REPUBLIKA.CO.ID, JAKARTA -- Di bawah Sayyidina Ali bin Abi Thalib (656-661 M), pusat pemerintahan Islam berada di Kufah, Irak yang keluar dari jazirah Arab. Di sini, Islam disambut juga sebagai kekuatan pembebas (liberating forces) dari penindasan Kekaisaran Persia.
Ahmad Mansur Suryanegara dalam buku Api Sejarah menjelaskan pemindahan pusat pemerintahan dari Madinah ke Kufah disebabkan beberapa faktor. Berikut faktor-faktornya.

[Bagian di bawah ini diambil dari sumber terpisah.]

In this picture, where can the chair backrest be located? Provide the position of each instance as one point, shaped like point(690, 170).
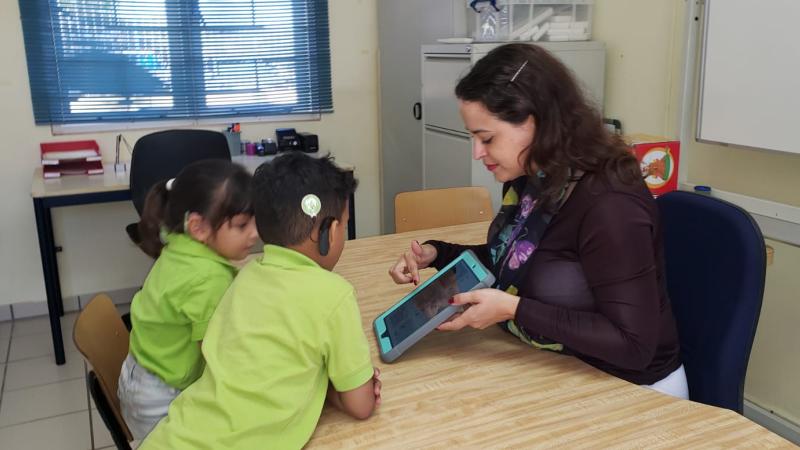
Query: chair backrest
point(715, 261)
point(101, 336)
point(159, 156)
point(431, 208)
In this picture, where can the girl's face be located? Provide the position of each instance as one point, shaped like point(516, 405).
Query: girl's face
point(235, 237)
point(501, 146)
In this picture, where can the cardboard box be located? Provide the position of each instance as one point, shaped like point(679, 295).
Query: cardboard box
point(658, 158)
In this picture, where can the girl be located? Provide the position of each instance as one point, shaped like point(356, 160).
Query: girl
point(205, 218)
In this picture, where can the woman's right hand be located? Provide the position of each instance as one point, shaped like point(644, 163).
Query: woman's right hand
point(406, 269)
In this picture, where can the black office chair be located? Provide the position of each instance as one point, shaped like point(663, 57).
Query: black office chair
point(715, 268)
point(162, 155)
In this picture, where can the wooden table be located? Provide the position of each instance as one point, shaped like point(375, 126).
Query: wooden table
point(486, 389)
point(90, 189)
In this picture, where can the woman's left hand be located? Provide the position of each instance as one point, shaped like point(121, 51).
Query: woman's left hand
point(484, 307)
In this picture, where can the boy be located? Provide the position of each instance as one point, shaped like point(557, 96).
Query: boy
point(286, 329)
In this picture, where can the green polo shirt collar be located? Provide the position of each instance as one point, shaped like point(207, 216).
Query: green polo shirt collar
point(185, 244)
point(285, 257)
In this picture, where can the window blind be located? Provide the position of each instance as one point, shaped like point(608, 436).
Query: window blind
point(130, 60)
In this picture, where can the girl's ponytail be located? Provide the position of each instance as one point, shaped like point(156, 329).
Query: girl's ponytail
point(153, 214)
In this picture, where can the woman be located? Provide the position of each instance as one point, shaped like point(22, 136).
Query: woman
point(576, 247)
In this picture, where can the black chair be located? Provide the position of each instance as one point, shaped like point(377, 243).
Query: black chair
point(715, 268)
point(159, 156)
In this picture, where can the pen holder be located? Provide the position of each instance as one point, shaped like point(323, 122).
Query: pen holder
point(234, 142)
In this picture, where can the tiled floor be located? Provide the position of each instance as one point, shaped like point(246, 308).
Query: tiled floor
point(42, 405)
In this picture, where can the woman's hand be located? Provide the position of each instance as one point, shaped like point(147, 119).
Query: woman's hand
point(406, 269)
point(376, 383)
point(485, 307)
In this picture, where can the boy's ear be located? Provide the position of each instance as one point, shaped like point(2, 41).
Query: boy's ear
point(196, 227)
point(335, 224)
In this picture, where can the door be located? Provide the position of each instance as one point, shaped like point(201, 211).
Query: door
point(448, 159)
point(440, 74)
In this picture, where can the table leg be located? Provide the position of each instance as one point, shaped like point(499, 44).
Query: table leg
point(351, 224)
point(44, 228)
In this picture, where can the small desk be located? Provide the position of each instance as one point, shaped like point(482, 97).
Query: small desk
point(85, 189)
point(486, 389)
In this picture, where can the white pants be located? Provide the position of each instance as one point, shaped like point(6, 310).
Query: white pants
point(143, 397)
point(673, 384)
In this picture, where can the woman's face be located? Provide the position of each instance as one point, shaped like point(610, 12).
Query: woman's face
point(501, 146)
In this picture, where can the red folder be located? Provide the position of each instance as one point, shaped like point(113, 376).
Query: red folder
point(70, 158)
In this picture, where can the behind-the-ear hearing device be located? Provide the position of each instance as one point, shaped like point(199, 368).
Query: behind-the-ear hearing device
point(324, 232)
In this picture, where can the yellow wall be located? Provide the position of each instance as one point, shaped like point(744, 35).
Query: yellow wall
point(97, 255)
point(643, 81)
point(774, 371)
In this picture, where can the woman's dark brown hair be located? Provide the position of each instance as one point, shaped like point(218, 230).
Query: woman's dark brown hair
point(569, 132)
point(214, 188)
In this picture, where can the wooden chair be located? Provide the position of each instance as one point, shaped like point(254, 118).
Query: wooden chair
point(432, 208)
point(102, 338)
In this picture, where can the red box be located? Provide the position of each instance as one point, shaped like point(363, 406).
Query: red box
point(658, 158)
point(70, 158)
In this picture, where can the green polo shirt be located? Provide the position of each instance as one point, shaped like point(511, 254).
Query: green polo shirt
point(284, 328)
point(171, 312)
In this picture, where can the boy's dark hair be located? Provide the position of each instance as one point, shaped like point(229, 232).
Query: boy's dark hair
point(280, 185)
point(214, 188)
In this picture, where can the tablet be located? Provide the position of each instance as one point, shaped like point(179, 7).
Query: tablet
point(426, 307)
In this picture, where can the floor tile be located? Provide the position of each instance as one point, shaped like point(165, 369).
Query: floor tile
point(3, 350)
point(35, 345)
point(41, 324)
point(42, 370)
point(66, 432)
point(42, 402)
point(102, 438)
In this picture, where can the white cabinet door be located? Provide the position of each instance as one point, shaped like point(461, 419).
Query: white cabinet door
point(448, 159)
point(440, 74)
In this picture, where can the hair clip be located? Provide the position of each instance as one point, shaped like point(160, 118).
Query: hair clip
point(311, 205)
point(518, 71)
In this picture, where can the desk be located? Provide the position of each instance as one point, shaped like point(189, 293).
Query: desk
point(85, 189)
point(486, 389)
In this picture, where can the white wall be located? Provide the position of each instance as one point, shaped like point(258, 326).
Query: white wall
point(97, 254)
point(643, 78)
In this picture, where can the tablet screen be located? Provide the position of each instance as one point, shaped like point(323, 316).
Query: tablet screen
point(428, 302)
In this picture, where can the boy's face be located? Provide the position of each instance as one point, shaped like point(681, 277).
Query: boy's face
point(338, 234)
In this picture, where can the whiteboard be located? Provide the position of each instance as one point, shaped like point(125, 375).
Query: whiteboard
point(750, 74)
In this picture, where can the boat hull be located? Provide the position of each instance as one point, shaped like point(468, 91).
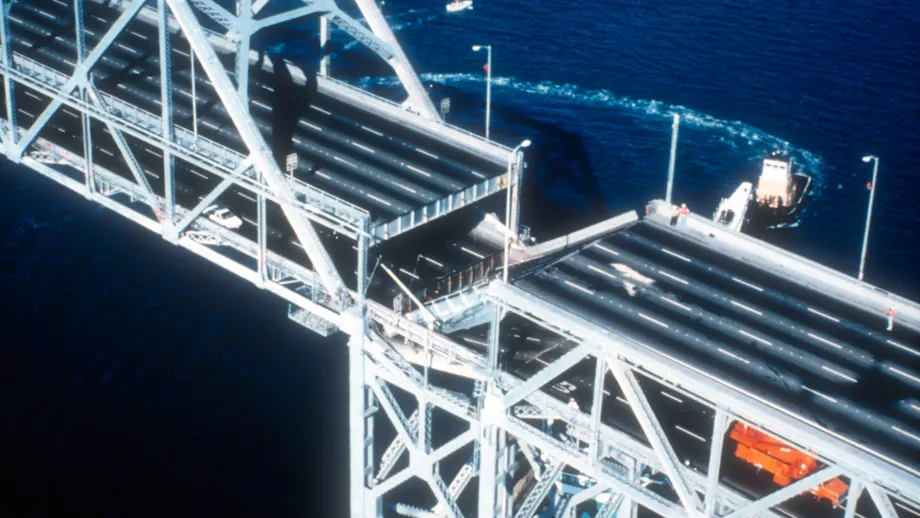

Pertama, jika ditinjau dari kepentingan agama sebagai upaya menjaga secara intensif keutuhan ajaran ketahidan Islami karena wilayah ini sebagai sentra berkembangnya ajaran kemusyrikan yang telah berakar dalam dan lama, yakni pengaruh ajaran Politheisme dan Zoroaster.
Kedua, secara geopolitik pemindahan pusat pemerintahan tersebut karena wilayah Irak atau Mesopotamia merupakan bagian dari wilayah yan disebut fertile cressent area (wilayah bulan bintang yang subur di Timur Tengah).
Ketiga, ditinjau dari kepentingan niaga, Irak memiliki pelabuhan niaga lebih ramai dikunjungi para wirausahawan dari negara penghasil rempah-rempah Nusantara Indonesia. China dan India sebagai penghasil tekstil serta komoditi lainnya.
Sedangkan posisi Madinah ke arah Barat jika ditinjau dari India, Cina, dan Asia Tenggara. Adapun posisi Irak lebih ke Timur dan menghadap ke Teluk Persia dan Laut Arabia serta Samudera Persia atau Samudera Hindia sekarang.
Dengan pemindahan pusat kekuasaan ke Kufah, hal ini menjadikan jalan niaga melalui laut dan darat semakin terbuka. Tidak dapat disangkal lagi jika pada masa Khalifah Usman bin Affan dinyatakan dalam sejarah telah melakukan kontak niaga dengan Cina dan Nusantara. Sedangkan pada masa Sayyidina Ali bin Abi Thalib menjadi lebih ramai hubungan niaga tersebut.